The above embodiments are preferred embodiments of the present invention, but the present invention is not limited to the above embodiments, and any other changes, modifications, substitutions, combinations, and simplifications which do not depart from the spirit and principle of the present invention should be construed as equivalents thereof, and all such changes, modifications, substitutions, combinations, and simplifications are intended to be included in the scope of the present invention.

Claims

1. A method for preparing methanol by photocatalytic oxidation of methane is characterized by comprising the following steps:

adding the Au/ZnO composite photocatalyst into water, stirring, and introducing CH₄And O₂Carrying out photocatalysis CH under the irradiation condition of a full-spectrum light source₄Carrying out oxidation reaction to prepare methanol; the loading capacity of Au in the photocatalyst is more than or equal to 0.3wt％，CH₄The pressure is more than or equal to 15 bar.
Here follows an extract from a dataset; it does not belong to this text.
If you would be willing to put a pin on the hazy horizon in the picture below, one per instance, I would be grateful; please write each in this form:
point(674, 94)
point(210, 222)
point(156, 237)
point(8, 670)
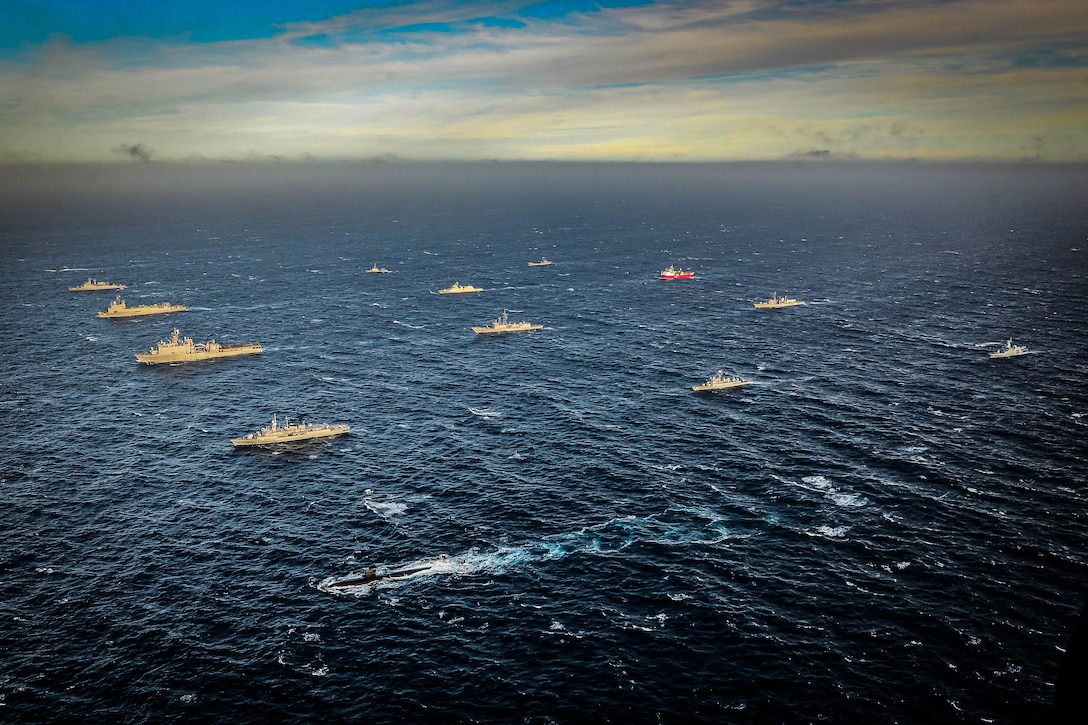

2. The method of claim 1, wherein the CH is configured to perform₄The pressure is more than or equal to 25 bar.

3. The method of claim 2, wherein the loading of Au in the photocatalyst is greater than or equal to 0.75 wt%.

4. The method of claim 3, wherein said O is₂The pressure of (2) is 0.5-8 bar.

5. The method according to any one of claims 1 to 4, wherein the oxidation reaction temperature is 20 to 40 ℃ and the reaction time is 1 to 3 hours.

6. The method according to claim 5, wherein the oxidation reaction temperature is 30 + 5 ℃ and the reaction time is 2 + 0.5 h.

7. The method of claim 6, wherein the light source is sunlight or a xenon lamp.

8. The method as claimed in any one of claims 1 to 4, wherein the preparation method of the Au/ZnO composite photocatalyst is as follows:

9. The method according to claim 8, wherein the calcination is carried out at 500 to 600 ℃ for 1 to 2 hours.

10. The process according to claim 8, characterized in that the dispersion time is 0.5h and the stirring time is 6 h.